The iterators in [new_last, last) are dereferenceable but the element values are undefined and should not be used.
ForwardIterator remove(ForwardIterator first, ForwardIterator last, const T& value); ForwardIterator remove_if(ForwardIterator first, ForwardIterator last,
Predicate pred);
OutputIterator remove_copy(InputIterator first, InputIterator last, OutputIterator result, const T& value);
OutputIterator remove_copy_if(InputIterator first, InputIterator last, OutputIterator result, Predicate pred);
Each of the “remove” forms moves through the range [first, last), finding values that match a removal criterion and copying the un-removed elements over the removed elements (thus effectively removing them). The original order of the un-removed elements is maintained. The return value is an iterator pointing past the end of the range that contains none of the removed elements. The values that this iterator points to are unspecified.
The “if” versions pass each element to pred( ) to determine whether it should be removed or not (if pred( ) returns true, the element is removed). The “copy” versions do not modify the original sequence, but instead copy the un-removed values into a range beginning at result, and return an iterator indicating the past-the-end value of this new range.

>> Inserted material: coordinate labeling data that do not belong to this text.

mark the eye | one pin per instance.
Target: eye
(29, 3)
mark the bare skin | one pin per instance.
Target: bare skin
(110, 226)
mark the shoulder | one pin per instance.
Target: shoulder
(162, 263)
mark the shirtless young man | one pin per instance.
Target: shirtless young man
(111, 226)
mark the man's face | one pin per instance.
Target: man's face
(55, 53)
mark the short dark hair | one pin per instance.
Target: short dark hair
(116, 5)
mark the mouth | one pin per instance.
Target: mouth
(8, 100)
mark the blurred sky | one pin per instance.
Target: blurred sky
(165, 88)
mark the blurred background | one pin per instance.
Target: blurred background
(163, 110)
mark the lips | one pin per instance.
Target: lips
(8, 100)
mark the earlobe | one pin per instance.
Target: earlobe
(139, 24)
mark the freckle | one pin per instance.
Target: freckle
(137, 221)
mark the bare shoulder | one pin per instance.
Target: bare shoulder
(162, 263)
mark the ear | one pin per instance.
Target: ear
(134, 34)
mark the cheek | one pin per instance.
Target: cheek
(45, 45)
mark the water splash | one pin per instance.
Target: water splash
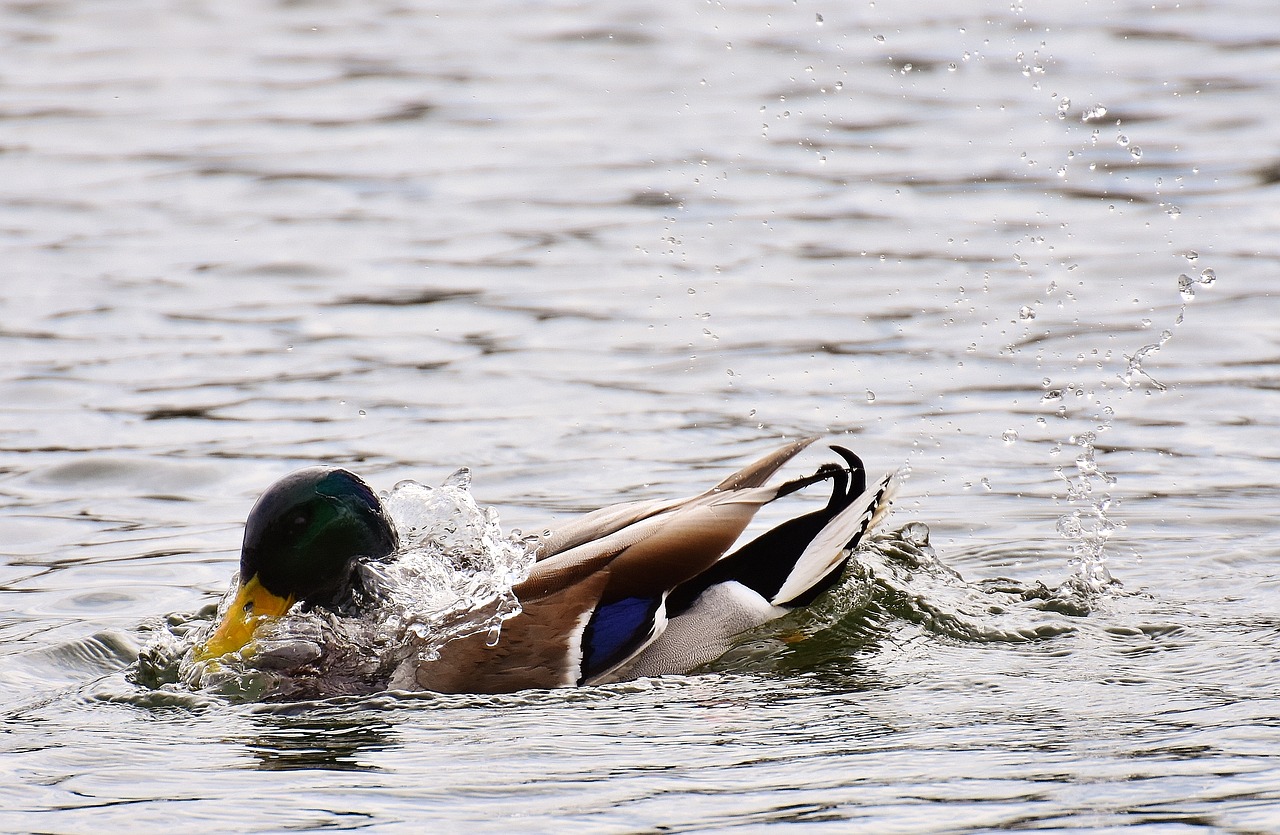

ForwardIterator unique(ForwardIterator first, ForwardIterator last); ForwardIterator unique(ForwardIterator first, ForwardIterator last,
BinaryPredicate binary_pred);
OutputIterator unique_copy(InputIterator first, InputIterator last, OutputIterator result);
OutputIterator unique_copy(InputIterator first, InputIterator last, OutputIterator result, BinaryPredicate binary_pred);
Each of the “unique” functions moves through the range [first, last), finding adjacent values that are equivalent (that is, duplicates) and “removing” the duplicate elements by copying over them. The original order of the un-removed elements is maintained. The return value is an iterator pointing past the end of the range that has the adjacent duplicates removed.
Because only duplicates that are adjacent are removed, it’s likely that you’ll want to call sort( ) before calling a “unique” algorithm, since that will guarantee that all the duplicates are removed.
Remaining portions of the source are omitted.